Im ersten "Tatort" vom 29. November 1970 werden Zweifel daran, was an der DDR 'Rechtsstaat' sein mochte, noch pragmatischer überspielt: Während über die bürgerlich kluge Frage eines Verdächtigen, wie der Hamburger Beamte dazu komme, auf eigene Faust in der "Zone" zu ermitteln, ebenso nonchalant hinweggegangen wird, wie über jede andere rechtlich relevante Frage, findet Kommissar Trimmel  in seiner paralegalen Arbeit Unterstützung von einem leitenden Beamten des Ministeriums für Staatssicherheit, den er noch als Kollegen vom Reichskriminalpolizeiamt her kennt. Abgewickelt wird dies unter den zwei Gemütsmenschen und Instinktpolizisten fernmündlich beim Biertrinken. Keinen Gedanken verschwendet der "Tatort" daran, dass diese Behörde einst vom schillernden NS-Verbrecher Arthur Nebe (1894–1945) geleitet wurde.

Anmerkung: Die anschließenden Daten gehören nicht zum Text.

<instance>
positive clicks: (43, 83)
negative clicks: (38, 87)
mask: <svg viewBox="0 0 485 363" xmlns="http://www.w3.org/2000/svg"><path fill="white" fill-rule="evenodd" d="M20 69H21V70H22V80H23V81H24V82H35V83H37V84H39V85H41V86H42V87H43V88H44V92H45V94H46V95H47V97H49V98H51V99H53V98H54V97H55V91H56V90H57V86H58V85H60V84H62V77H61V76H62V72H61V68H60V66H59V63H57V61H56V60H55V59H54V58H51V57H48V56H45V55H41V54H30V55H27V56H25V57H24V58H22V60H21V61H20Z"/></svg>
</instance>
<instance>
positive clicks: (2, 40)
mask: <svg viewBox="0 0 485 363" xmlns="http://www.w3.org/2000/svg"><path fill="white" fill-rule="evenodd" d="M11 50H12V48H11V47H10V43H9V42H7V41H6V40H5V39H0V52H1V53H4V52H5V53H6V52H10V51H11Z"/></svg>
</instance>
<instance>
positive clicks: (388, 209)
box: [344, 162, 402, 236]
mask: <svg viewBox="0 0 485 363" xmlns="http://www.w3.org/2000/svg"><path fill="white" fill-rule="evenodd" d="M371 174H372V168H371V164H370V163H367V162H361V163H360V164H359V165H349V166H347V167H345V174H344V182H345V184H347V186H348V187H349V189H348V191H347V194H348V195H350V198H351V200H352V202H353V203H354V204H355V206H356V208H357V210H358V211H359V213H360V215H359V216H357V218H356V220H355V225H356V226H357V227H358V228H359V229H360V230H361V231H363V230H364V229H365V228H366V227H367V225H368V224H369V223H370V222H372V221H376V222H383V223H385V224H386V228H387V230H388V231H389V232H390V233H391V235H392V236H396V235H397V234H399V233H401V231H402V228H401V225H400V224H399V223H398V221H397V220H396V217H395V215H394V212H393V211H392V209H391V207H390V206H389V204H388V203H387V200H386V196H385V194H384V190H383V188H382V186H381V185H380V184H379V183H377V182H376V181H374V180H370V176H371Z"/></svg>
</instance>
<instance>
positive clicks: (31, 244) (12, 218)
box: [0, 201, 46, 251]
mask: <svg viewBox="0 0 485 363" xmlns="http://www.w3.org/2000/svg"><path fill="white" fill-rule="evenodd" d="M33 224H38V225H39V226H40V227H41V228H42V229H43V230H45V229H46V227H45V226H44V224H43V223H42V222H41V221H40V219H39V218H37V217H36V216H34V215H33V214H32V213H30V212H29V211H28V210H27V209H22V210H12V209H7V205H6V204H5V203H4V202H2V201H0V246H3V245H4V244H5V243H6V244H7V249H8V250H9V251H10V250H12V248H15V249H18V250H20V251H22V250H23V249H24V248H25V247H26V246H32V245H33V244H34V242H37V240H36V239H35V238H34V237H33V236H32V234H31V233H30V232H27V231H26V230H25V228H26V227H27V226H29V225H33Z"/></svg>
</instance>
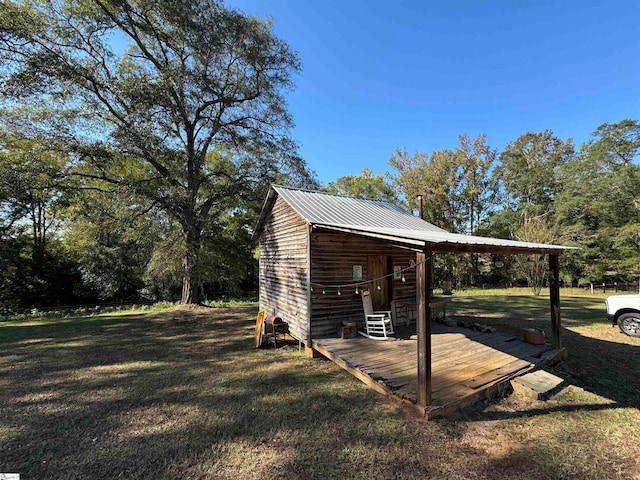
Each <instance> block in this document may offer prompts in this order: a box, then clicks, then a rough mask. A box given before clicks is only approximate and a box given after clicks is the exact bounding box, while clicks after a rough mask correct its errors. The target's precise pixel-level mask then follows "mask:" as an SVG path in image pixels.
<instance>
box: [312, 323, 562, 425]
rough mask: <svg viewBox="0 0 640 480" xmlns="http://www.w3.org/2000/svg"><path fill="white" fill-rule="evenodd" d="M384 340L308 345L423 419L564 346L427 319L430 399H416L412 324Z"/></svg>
mask: <svg viewBox="0 0 640 480" xmlns="http://www.w3.org/2000/svg"><path fill="white" fill-rule="evenodd" d="M396 333H397V334H396V338H395V339H394V340H389V341H378V340H371V339H368V338H364V337H360V336H359V337H358V338H352V339H338V338H327V339H318V340H314V343H313V348H314V349H315V350H317V351H318V352H320V353H322V354H323V355H324V356H325V357H327V358H329V359H330V360H332V361H333V362H335V363H336V364H337V365H339V366H341V367H342V368H344V369H345V370H347V371H348V372H349V373H351V374H352V375H354V376H355V377H357V378H358V379H360V380H361V381H363V382H364V383H366V384H367V385H369V386H370V387H372V388H374V389H375V390H377V391H378V392H380V393H382V394H384V395H387V396H389V397H391V398H393V399H395V400H397V401H399V402H405V403H408V404H410V405H412V406H415V407H416V408H418V410H419V411H420V412H421V413H423V414H424V415H425V416H426V417H427V418H430V417H434V416H437V415H442V414H446V413H449V412H451V411H454V410H457V409H459V408H461V407H464V406H466V405H469V404H472V403H474V402H476V401H478V400H480V399H482V398H487V397H490V396H493V395H495V394H497V393H499V392H501V391H504V390H505V389H508V388H510V387H509V382H510V380H511V379H513V378H515V377H517V376H519V375H523V374H525V373H527V372H530V371H532V370H535V369H538V368H541V367H543V366H545V365H549V364H553V363H555V362H557V361H559V360H560V359H561V358H562V357H563V355H564V354H565V351H564V349H561V348H554V347H553V346H552V345H550V344H544V345H531V344H528V343H525V342H523V341H522V340H521V339H520V338H517V337H514V336H512V335H505V334H501V333H480V332H477V331H473V330H470V329H467V328H462V327H453V326H446V325H442V324H436V323H433V324H432V329H431V362H430V364H431V379H430V380H431V382H430V383H431V392H430V393H431V402H430V403H429V404H428V405H426V406H423V405H420V404H419V403H418V398H419V392H418V383H419V382H418V358H417V356H416V350H417V345H418V340H417V339H415V336H413V337H414V339H412V338H411V337H412V333H415V326H413V327H400V328H399V329H398V330H397V332H396Z"/></svg>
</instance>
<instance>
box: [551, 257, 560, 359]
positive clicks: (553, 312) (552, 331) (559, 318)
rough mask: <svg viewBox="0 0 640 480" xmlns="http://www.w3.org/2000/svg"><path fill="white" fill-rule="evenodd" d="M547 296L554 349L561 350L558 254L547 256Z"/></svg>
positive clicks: (559, 297)
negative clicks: (547, 299)
mask: <svg viewBox="0 0 640 480" xmlns="http://www.w3.org/2000/svg"><path fill="white" fill-rule="evenodd" d="M549 296H550V299H551V336H552V342H553V347H554V348H558V349H560V348H562V341H561V340H560V267H559V262H558V254H557V253H552V254H549Z"/></svg>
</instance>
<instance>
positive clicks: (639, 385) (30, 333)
mask: <svg viewBox="0 0 640 480" xmlns="http://www.w3.org/2000/svg"><path fill="white" fill-rule="evenodd" d="M548 305H549V301H548V298H544V297H543V298H533V297H530V296H506V295H493V296H487V295H485V296H478V295H456V296H455V300H454V302H452V303H451V304H450V308H449V310H450V311H451V312H452V313H453V314H454V315H456V316H459V317H465V316H473V317H474V318H477V317H481V321H482V323H485V324H491V325H495V326H496V327H498V329H499V330H501V331H512V332H513V333H514V334H519V333H520V330H521V328H522V326H523V325H532V326H538V327H541V328H544V329H545V330H546V331H547V334H550V333H551V332H550V330H549V328H548V309H549V307H548ZM561 305H562V308H563V310H562V321H563V332H562V334H563V341H564V343H565V345H566V346H567V348H568V349H569V358H568V359H567V360H566V361H565V362H563V364H562V365H561V367H560V368H561V369H562V370H564V372H566V373H568V374H570V375H571V377H572V383H573V385H575V386H573V387H570V388H569V389H567V390H566V391H565V392H564V393H562V394H561V395H559V396H558V397H555V398H554V399H552V400H550V401H547V402H538V401H531V400H522V399H519V398H517V397H515V396H509V397H505V398H502V399H498V400H495V401H492V402H487V403H485V404H481V405H478V406H477V407H475V408H473V409H471V410H468V411H465V412H463V413H460V414H457V415H455V416H453V417H449V418H443V419H436V420H435V421H424V420H422V419H421V418H418V417H417V416H416V415H415V414H414V413H413V410H411V409H403V408H401V407H397V406H395V405H394V404H392V403H389V402H387V401H386V399H385V398H384V397H383V396H381V395H379V394H377V393H375V392H373V391H371V390H370V389H368V388H367V387H366V386H365V385H364V384H361V383H360V382H358V381H357V380H355V379H354V378H353V377H351V376H349V375H348V374H347V373H346V372H343V371H342V370H341V369H340V368H338V367H337V366H335V365H334V364H332V363H330V362H328V361H326V360H323V359H308V358H305V357H304V356H303V355H302V354H301V353H299V352H298V350H297V348H296V347H295V346H289V347H288V348H284V349H279V350H277V351H274V350H273V349H260V350H254V349H253V348H252V347H253V336H252V335H253V325H254V319H255V314H256V311H257V308H255V307H247V308H210V309H204V308H203V309H197V310H173V309H168V310H164V311H151V312H122V313H118V314H103V315H95V316H86V317H82V316H78V317H74V318H62V319H46V318H45V319H31V320H19V321H7V320H4V321H2V320H0V472H19V473H21V474H22V477H21V478H23V479H31V478H38V479H45V478H46V479H55V478H59V479H75V478H78V479H80V478H83V479H84V478H96V479H100V478H109V479H115V478H127V479H130V478H131V479H133V478H135V479H139V478H145V479H147V478H148V479H163V478H176V479H205V478H216V479H217V478H220V479H225V478H229V479H251V478H255V479H276V478H288V479H297V478H301V479H302V478H304V479H308V478H318V479H320V478H322V479H333V478H336V479H338V478H354V479H356V478H370V479H377V478H396V479H401V478H407V479H416V478H438V479H457V478H459V479H476V478H478V479H479V478H487V479H511V478H518V479H521V480H525V479H559V478H567V479H569V478H571V479H574V478H575V479H607V480H608V479H614V478H616V479H618V478H620V479H627V478H628V479H634V478H635V479H639V478H640V458H639V457H638V454H637V452H638V445H640V413H639V408H640V375H639V372H640V368H639V367H640V339H632V338H629V337H626V336H624V335H622V334H621V333H619V331H618V330H617V329H613V328H611V327H610V326H609V325H608V324H607V322H606V321H605V320H604V317H603V312H604V303H603V300H602V299H601V298H593V297H590V298H578V297H575V298H573V297H571V298H566V297H563V298H562V300H561Z"/></svg>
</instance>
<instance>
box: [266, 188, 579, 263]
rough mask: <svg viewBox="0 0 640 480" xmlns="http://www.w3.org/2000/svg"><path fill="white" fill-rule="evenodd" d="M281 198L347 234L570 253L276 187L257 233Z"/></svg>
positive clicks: (357, 204) (274, 189)
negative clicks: (272, 205)
mask: <svg viewBox="0 0 640 480" xmlns="http://www.w3.org/2000/svg"><path fill="white" fill-rule="evenodd" d="M274 191H275V192H276V193H277V194H278V195H280V196H281V197H282V198H283V199H284V200H285V201H286V202H287V203H288V204H289V205H290V206H291V207H292V208H293V209H294V210H295V211H296V212H297V213H298V214H299V215H300V216H301V217H302V218H303V219H304V220H306V221H307V222H308V223H309V224H311V225H315V226H318V227H327V228H335V229H340V230H346V231H350V232H353V233H358V234H362V235H367V236H369V235H371V236H373V235H378V236H385V237H388V238H390V239H397V240H405V241H409V242H411V243H418V244H423V243H431V244H454V245H464V246H468V247H502V248H507V249H520V250H527V249H531V250H536V251H539V250H544V251H557V250H566V249H571V248H572V247H565V246H561V245H549V244H542V243H530V242H519V241H515V240H504V239H499V238H490V237H476V236H471V235H461V234H456V233H450V232H447V231H446V230H443V229H442V228H439V227H436V226H435V225H432V224H430V223H428V222H425V221H424V220H422V219H421V218H419V217H417V216H415V215H412V214H411V213H409V212H408V211H406V210H404V209H403V208H401V207H400V206H398V205H396V204H393V203H389V202H383V201H376V200H365V199H360V198H353V197H344V196H340V195H333V194H329V193H325V192H319V191H315V190H301V189H296V188H290V187H283V186H278V185H274V186H273V187H272V191H270V192H269V197H267V200H266V201H265V206H264V208H263V211H262V214H261V215H260V219H259V221H258V225H257V226H256V232H258V231H259V230H260V229H261V228H262V222H263V221H264V219H265V215H266V213H267V212H266V211H267V210H268V209H269V208H270V205H269V201H270V199H272V200H275V198H273V192H274Z"/></svg>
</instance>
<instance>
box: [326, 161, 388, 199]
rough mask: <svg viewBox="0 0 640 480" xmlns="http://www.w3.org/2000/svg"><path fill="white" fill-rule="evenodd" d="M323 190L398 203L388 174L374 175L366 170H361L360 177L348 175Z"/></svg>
mask: <svg viewBox="0 0 640 480" xmlns="http://www.w3.org/2000/svg"><path fill="white" fill-rule="evenodd" d="M324 190H325V191H327V192H329V193H337V194H340V195H348V196H351V197H357V198H366V199H369V200H383V201H386V202H398V201H399V196H398V192H397V191H396V189H395V188H394V186H393V185H392V184H391V182H390V178H389V174H383V175H374V174H373V172H372V171H371V170H369V169H368V168H363V169H362V174H361V175H353V174H351V173H350V174H349V175H346V176H344V177H340V178H338V179H337V180H336V181H335V182H329V183H328V184H327V186H326V187H325V188H324Z"/></svg>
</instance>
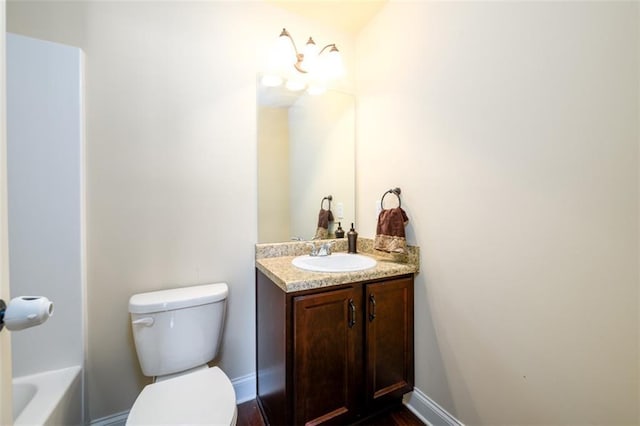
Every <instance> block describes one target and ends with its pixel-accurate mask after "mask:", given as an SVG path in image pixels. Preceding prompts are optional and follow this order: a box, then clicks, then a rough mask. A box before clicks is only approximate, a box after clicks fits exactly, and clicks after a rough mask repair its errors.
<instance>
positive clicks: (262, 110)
mask: <svg viewBox="0 0 640 426" xmlns="http://www.w3.org/2000/svg"><path fill="white" fill-rule="evenodd" d="M288 117H289V111H288V109H287V108H277V107H265V106H261V107H259V113H258V129H257V134H258V135H259V137H258V138H257V140H258V242H265V243H266V242H274V241H287V240H290V239H291V237H292V236H293V234H292V233H291V231H290V223H291V215H290V209H289V198H290V197H289V119H288Z"/></svg>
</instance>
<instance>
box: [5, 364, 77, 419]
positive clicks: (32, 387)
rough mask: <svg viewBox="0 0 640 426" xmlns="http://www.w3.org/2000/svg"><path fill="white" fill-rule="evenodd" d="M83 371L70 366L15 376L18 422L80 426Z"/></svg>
mask: <svg viewBox="0 0 640 426" xmlns="http://www.w3.org/2000/svg"><path fill="white" fill-rule="evenodd" d="M80 372H81V368H80V367H68V368H63V369H61V370H53V371H45V372H44V373H38V374H33V375H30V376H22V377H16V378H14V379H13V419H14V425H15V426H18V425H29V426H35V425H38V426H40V425H80V424H81V423H82V385H81V383H82V381H81V379H80Z"/></svg>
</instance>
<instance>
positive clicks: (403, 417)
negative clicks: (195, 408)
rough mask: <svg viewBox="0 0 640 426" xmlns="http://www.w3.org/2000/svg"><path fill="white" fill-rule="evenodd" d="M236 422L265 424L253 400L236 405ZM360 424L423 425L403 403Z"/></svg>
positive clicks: (240, 425) (379, 425)
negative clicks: (398, 406)
mask: <svg viewBox="0 0 640 426" xmlns="http://www.w3.org/2000/svg"><path fill="white" fill-rule="evenodd" d="M236 424H237V426H265V422H264V420H263V419H262V415H261V414H260V409H259V408H258V404H257V403H256V401H255V400H252V401H248V402H245V403H243V404H240V405H238V422H237V423H236ZM362 424H363V425H366V426H424V423H422V422H421V421H420V419H419V418H417V417H416V416H415V414H413V413H412V412H411V411H409V409H408V408H407V407H405V406H404V405H401V406H399V407H395V408H392V409H391V410H389V411H388V412H386V413H383V414H381V415H379V416H377V417H375V418H373V419H369V420H367V422H366V423H362Z"/></svg>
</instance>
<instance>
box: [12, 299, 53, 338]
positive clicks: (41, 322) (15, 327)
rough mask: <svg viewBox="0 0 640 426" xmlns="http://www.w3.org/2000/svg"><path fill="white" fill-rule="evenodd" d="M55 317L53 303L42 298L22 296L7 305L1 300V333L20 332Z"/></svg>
mask: <svg viewBox="0 0 640 426" xmlns="http://www.w3.org/2000/svg"><path fill="white" fill-rule="evenodd" d="M51 315H53V303H51V301H50V300H49V299H47V298H46V297H42V296H20V297H16V298H13V299H11V300H10V301H9V304H8V305H7V304H6V303H5V301H4V300H2V299H0V331H1V330H2V329H3V328H4V327H5V326H6V327H7V330H11V331H18V330H24V329H25V328H30V327H34V326H36V325H40V324H42V323H44V322H45V321H46V320H48V319H49V317H51Z"/></svg>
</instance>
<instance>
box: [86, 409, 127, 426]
mask: <svg viewBox="0 0 640 426" xmlns="http://www.w3.org/2000/svg"><path fill="white" fill-rule="evenodd" d="M127 417H129V410H127V411H121V412H119V413H115V414H112V415H110V416H107V417H101V418H99V419H96V420H92V421H91V423H89V424H90V425H91V426H124V425H125V423H127Z"/></svg>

Wer je im Besitz der roten Kunststoff-Schwarte war, wird heute wie vor 50 Jahren Gründe finden, die "Tatort"-Drehbuchschreiber mit ihr zu züchtigen – nur im übertragenen Sinn, natürlich.

Tipp: In der ARD-Mediathek ist "Taxi nach Leipzig" (1970) bis zum 26.12.2020 verfügbar.*

*Anm.: Hinzugefügt am 30.11.2020, 9.48 Uhr. In einer ersten Version hatte es versehentlich geheißen, die Folge sei nicht in der Mediathek enthalten.